Using this in my rounding function solves my particular issue.

Upvotes: 13

Views: 18735

Answers (5)

rom m
rom m

Reputation: 101

Public Function Modi(d as double) as double
Modi = d - Int(d)
End Function

Dim myDoule as Double
myDoule = 1.99999

Debug.Print Modi(myDoule)

0.99999

Upvotes: 0

user14632325
user14632325

Reputation: 1

Try This in VBS:

Option Explicit

Call Main()

Sub Main()

    WScript.Echo CStr(Is_Rest_Of_Divide_Equal_To_Zero(506.25, 1.5625))

End Sub


Function Is_Rest_Of_Divide_Equal_To_Zero(Divident, Divisor)

    Dim Result
    Dim DivideResult

    If Divident > Divisor Then
        DivideResult = Round(Divident/Divisor, 0)
        If (DivideResult * Divisor) > Divident Then
            Result = False
        ElseIf (DivideResult * Divisor) = Divident Then
            Result = True
        ElseIf (DivideResult * Divisor) < Divident Then
            Result = False
        End If
    ElseIf Divident = Divisor Then
        Result = True
    ElseIf Divident < Divisor Then
        Result = False
    End If

    Is_Rest_Of_Divide_Equal_To_Zero = Result

End Function

Upvotes: 0

Russell Munro
Russell Munro

Reputation: 563

As a work around your can do some simple math on the values. To get two decimal of precision just multiply the input values by 100 and then divide the result by 100.

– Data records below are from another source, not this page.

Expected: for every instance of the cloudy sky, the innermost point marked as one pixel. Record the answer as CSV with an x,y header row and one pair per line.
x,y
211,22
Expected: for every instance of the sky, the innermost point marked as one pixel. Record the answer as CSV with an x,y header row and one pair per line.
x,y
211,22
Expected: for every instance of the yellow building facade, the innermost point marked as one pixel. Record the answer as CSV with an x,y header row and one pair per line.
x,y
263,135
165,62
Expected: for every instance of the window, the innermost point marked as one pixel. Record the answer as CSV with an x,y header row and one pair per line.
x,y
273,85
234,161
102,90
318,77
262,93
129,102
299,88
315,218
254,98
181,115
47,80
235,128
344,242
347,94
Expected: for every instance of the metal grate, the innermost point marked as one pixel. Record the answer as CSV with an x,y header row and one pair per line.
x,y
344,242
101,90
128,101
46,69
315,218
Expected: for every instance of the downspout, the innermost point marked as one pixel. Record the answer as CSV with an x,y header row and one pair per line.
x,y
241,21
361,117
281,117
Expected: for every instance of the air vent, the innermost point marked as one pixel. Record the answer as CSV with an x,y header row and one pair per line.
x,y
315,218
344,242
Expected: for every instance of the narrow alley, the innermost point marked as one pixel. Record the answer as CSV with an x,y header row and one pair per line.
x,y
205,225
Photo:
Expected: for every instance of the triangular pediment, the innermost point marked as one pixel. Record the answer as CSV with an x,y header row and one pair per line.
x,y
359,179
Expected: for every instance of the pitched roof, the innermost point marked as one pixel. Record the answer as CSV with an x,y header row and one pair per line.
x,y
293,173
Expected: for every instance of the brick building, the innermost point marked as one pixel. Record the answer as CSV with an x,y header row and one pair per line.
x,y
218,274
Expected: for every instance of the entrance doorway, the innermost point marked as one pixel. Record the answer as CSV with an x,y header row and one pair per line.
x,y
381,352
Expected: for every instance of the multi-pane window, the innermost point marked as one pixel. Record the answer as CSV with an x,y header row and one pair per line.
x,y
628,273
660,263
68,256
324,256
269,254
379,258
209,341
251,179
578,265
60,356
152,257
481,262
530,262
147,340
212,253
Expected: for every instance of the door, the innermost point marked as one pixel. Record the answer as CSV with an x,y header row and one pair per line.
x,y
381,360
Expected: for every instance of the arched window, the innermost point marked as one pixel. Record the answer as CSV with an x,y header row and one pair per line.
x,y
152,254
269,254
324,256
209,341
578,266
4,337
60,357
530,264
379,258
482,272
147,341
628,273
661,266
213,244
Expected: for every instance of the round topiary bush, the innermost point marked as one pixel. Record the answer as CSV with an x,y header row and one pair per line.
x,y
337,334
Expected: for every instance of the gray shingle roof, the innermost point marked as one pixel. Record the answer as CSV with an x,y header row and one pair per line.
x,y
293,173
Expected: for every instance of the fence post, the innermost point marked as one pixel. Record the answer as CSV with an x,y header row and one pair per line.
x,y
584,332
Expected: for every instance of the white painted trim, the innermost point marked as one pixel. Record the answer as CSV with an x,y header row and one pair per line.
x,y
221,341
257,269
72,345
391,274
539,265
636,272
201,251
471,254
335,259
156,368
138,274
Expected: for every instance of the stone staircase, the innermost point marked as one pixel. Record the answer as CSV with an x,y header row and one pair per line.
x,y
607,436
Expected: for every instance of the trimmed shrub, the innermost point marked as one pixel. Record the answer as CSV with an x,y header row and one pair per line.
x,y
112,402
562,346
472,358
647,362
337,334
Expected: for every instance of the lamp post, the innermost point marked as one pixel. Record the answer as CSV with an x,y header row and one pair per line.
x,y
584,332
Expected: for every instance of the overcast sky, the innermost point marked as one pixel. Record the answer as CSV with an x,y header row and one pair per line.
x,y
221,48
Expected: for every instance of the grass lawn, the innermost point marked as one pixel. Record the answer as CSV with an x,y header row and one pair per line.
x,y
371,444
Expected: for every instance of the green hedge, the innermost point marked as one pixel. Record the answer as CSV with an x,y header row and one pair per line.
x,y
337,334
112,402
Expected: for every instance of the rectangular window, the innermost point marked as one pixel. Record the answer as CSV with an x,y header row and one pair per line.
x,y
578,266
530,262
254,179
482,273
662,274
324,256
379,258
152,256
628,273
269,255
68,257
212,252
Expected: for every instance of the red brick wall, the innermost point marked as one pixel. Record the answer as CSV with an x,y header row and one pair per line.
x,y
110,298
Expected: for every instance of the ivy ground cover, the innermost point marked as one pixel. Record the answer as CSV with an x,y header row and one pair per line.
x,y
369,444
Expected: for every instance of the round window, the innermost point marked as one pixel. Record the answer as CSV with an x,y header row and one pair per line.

result = (123.45*100 Mod 1*100)/100
result = (12345 Mod 100)/100
result = 0.45

I'm late to the party, but just incase this answer is still helpful to someone.

Upvotes: 2

RubberDuck
RubberDuck

Reputation: 12728

According to the VB6/VBA documentation

The modulus, or remainder, operator divides number1 by number2 (rounding floating-point numbers to integers) and returns only the remainder as result. For example, in the following expression, A (result) equals 5. A = 19 Mod 6.7 Usually, the data type of result is a Byte, Byte variant, Integer, Integer variant, Long, or Variant containing a Long, regardless of whether or not result is a whole number. Any fractional portion is truncated. However, if any expression is Null, result is Null. Any expression that is Empty is treated as 0.

Remember, mod returns the remainder of the division. Any integer mod 1 = 0. 

debug.print 12 mod 1 
'12/1 = 12 r 0

The real culprit here though is that vba truncates (rounds down) the double to an integer before performing the modulo.

?13 mod 10
 '==>3 
?12.5 mod 10
 '==>2 

debug.print 12.5 mod 1
'vba truncates 12.5 to 12
debug.print 12 mod 1
'==> 0

Upvotes: 10

Davis
Davis

Reputation: 250

I believe that the Mod operator calculates with long type only. The link that you provided is for VB.Net, which is not the same as the VBA you use in MSAccess.

The operator in VBA appears to accept a double type, but simply converts it to a long internally.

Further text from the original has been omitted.